We’ve carefully selected these blogs because they are actively working to educate, inspire, and empower their readers with frequent updates and high-quality information. If you would like to tell us about a blog, nominate them by emailing us at email@example.com!
Strong support is an essential part of life, especially when you’re facing a serious and life-altering illness. For those living with advanced cancer, HIV/AIDS, amyotrophic lateral sclerosis (ALS), heart disease, kidney disease, lung disease, or dementia, palliative care offers the necessary support.
Palliative care consists of a team of professionals who work to minimize the challenges and discomforts of a serious disease. Unlike hospice care, it can be used at any point in the progression of a disease. Palliative care may include pain management, curative treatments, massage therapy, spiritual and social counseling, and other medical care.
Those who receive palliative care have unique needs and stressors. A personalized team can understand and address these needs. In addition, support from friends and family is key during these stages. The following online resources help to inform and support those who are considering palliative care or going through it, as well as their loved ones.
Get Palliative Care
Get Palliative Care is a thoughtfully presented resource for those who want to learn about the basics of palliative care and how to make the most of it. You’ll find information and insights from licensed professionals, presented by the Center to Advance Palliative Care. All the authors on the blog are medical professionals, and many are doctors. But what really sets this blog apart is its use of both articles and video to tell personal stories. It approaches the world of palliative care from a practical and a human angle. There are podcasts, handouts for families of those receiving care, and even a provider directory.
GeriPal focuses on palliative care for older individuals. This blog keeps in mind the special needs of geriatric patients — and their providers. It aims to be an open forum for the exchange of ideas and an online community for providers focused on geriatric palliative care. You’ll find interviews with medical professionals, information on the latest research, and podcasts on a variety of issues. GeriPal’s library of articles covers topics ranging from dying without dialysis to palliative care in rural America.
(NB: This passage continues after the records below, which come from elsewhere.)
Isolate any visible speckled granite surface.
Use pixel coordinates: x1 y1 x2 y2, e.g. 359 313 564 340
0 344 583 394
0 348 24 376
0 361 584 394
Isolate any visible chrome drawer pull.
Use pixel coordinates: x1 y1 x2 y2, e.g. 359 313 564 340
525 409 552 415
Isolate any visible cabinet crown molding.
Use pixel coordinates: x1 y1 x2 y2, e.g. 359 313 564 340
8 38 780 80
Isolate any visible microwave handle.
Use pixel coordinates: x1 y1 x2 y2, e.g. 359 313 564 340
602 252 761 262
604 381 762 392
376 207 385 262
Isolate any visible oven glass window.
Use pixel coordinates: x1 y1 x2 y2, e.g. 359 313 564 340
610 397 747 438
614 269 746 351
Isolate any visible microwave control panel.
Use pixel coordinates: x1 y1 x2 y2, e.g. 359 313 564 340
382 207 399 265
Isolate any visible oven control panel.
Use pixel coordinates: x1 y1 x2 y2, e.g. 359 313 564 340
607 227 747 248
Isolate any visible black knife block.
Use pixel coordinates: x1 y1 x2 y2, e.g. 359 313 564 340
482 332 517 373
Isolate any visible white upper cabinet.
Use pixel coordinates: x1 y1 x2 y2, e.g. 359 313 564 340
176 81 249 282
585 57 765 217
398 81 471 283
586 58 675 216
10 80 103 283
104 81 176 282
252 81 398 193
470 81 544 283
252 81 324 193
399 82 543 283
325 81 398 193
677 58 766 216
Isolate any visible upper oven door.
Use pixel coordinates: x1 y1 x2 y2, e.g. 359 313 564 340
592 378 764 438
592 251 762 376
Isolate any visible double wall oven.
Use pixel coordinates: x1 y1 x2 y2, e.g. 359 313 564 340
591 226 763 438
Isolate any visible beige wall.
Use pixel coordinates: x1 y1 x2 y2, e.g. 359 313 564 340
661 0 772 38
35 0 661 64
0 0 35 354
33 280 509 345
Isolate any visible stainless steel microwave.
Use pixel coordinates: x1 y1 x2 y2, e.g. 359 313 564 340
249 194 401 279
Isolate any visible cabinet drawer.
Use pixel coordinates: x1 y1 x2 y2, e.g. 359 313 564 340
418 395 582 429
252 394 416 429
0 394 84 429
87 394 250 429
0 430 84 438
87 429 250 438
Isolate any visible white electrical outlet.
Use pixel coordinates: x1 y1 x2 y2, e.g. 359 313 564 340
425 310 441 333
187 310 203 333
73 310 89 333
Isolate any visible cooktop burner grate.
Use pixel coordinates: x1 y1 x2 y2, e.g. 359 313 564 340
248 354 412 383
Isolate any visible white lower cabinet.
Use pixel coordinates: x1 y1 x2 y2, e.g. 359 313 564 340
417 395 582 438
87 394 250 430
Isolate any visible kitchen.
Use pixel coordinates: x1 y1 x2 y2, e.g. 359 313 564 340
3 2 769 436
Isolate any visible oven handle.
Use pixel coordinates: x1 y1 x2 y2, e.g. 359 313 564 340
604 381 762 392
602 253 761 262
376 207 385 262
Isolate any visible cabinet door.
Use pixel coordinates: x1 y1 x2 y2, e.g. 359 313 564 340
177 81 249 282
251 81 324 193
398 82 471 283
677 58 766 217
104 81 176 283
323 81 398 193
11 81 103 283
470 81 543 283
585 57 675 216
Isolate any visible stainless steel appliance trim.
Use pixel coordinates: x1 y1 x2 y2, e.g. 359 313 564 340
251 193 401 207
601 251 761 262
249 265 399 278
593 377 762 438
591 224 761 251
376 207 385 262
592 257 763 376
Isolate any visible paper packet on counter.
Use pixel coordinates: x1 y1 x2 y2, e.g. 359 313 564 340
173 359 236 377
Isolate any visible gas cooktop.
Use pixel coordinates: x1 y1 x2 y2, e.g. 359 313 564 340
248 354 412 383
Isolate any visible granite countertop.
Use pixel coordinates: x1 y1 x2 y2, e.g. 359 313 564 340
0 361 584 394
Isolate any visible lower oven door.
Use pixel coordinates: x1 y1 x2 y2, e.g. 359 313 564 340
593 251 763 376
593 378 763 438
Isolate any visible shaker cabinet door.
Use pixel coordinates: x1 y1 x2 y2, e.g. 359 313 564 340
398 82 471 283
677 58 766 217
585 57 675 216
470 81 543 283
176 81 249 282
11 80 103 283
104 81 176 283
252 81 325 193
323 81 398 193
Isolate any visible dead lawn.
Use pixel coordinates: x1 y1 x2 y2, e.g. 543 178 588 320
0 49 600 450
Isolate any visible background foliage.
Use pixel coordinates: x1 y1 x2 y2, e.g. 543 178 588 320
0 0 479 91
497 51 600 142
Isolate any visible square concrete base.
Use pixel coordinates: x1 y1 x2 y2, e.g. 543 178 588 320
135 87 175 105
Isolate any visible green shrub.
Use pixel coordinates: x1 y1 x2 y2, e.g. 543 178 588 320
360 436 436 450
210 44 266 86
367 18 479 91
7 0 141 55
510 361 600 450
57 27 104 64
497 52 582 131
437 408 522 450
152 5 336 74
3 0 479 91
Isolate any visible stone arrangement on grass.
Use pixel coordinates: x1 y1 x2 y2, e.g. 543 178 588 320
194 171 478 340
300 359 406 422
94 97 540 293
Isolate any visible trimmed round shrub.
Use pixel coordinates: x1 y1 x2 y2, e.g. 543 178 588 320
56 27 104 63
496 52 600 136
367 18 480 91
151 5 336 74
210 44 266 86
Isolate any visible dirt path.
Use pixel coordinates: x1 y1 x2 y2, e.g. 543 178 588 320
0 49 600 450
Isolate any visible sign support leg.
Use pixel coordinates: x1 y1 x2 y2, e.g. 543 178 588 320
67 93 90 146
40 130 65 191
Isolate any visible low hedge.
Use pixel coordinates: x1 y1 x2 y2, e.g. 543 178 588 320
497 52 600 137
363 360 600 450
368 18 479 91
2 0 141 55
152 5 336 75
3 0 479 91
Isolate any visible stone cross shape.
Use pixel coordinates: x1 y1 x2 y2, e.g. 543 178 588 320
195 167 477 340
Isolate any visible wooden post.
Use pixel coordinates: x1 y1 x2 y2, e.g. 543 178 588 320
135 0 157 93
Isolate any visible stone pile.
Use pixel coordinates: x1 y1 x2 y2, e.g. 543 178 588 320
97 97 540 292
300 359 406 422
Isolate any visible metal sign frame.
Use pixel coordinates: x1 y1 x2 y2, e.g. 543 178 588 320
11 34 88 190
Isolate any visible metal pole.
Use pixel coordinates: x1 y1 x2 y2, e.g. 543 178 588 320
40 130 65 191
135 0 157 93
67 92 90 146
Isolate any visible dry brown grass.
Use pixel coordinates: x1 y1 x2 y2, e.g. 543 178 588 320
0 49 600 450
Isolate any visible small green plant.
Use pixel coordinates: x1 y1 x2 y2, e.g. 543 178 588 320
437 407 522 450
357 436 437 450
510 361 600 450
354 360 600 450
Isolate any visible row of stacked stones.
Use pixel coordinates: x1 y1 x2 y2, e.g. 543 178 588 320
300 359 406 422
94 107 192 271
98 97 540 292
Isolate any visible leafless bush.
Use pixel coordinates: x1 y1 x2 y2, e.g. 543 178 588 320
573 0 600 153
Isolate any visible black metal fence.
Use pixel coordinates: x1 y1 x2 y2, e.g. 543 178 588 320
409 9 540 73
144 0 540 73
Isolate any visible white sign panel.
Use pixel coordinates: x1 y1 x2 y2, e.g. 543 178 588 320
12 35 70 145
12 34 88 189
If you’re new to the world of palliative care, this site will answer just about every question you may have. It addresses what palliative care is, who comprises a team, how to get started, questions to ask your doctor, and how to develop a care plan that works for you. Palliative Doctors focuses on creating the best possible experience for individuals undergoing care. One of the highlights is the section featuring patient stories, where you can read about people’s touching real-life experiences.
Since 2009, Dying Matters has sought to bring the conversation about death to the forefront. This is done in an effort to help patients plan, in their own way, for the end of life. Because palliative care is often used by those making end-of-life decisions, this is a valuable resource that can make those decisions and the conversations surrounding them a bit easier. The site aims to inform as well as to raise awareness. It offers everything from short films in which actors portray different scenarios, to lighter fare like 10 Myth-Busting Funeral Facts.
Pallimed is an all-volunteer effort written primarily by doctors. The blog focuses on the latest in palliative care research, but behind it is a sincere respect and passion for the subject matter. Interested in far more than just science, the authors discuss topics like compassion, grief, spirituality, and physician-assisted dying. The sheer variety of topics covered, along with the authoritative voices behind them, make this a go-to resource.
Palliative in Practice
Palliative in Practice offers news, information on funding and policy, personal stories, and insights from medical professionals. Information is aimed at representing the full range of palliative care. Produced by the Center to Advance Palliative Care, the site speaks with an authoritative voice. It encourages the support, availability, and understanding of palliative services.
The American Academy of Hospice and Palliative Medicine
The American Academy of Hospice and Palliative Medicine (AAHPM) is an organization of medical professionals involved in the field of palliative care. Not surprisingly, the blog is primarily geared toward this audience. It features news, research, conferences, academic studies, educational materials, and other information. Despite being largely written for doctors, patients and their support systems can find some gems here, including this interview with the intensive care doctor (and AAHPM member) who starred in a Netflix original documentary about end of life.
Crossroads Hospice and Palliative Care
Crossroads is dedicated to providing information and advice to people receiving both hospice and palliative care. Hospice and palliative care are often done together, but they aren’t the same thing. This site offers articles about professionals in both fields, profiles of the people receiving care, and detailed information on the conditions patients may be living with. Life journals (for those nearing end of life), a special section for veterans, and care-based articles like What It Takes to Be a Hospice Social Worker make this a rich and multifaceted site.
MD Anderson Cancer Center
Based at the University of Texas, the MD Anderson Cancer Center is committed to creating a healthier world. Their goal is to “eliminate cancer in Texas, the nation, and the world.” To that end, the MD Anderson site focuses on patient care, research and prevention, education, and awareness. Their interdisciplinary team includes physicians who specialize in “supportive care and rehabilitation medicine.” The team also includes nurses, psychiatrists, social workers, dieticians, therapists, pharmacists, and more. The goal is “strengthening, relieving, and comforting” patients and their families. In the world of palliative care, that’s what it’s all about.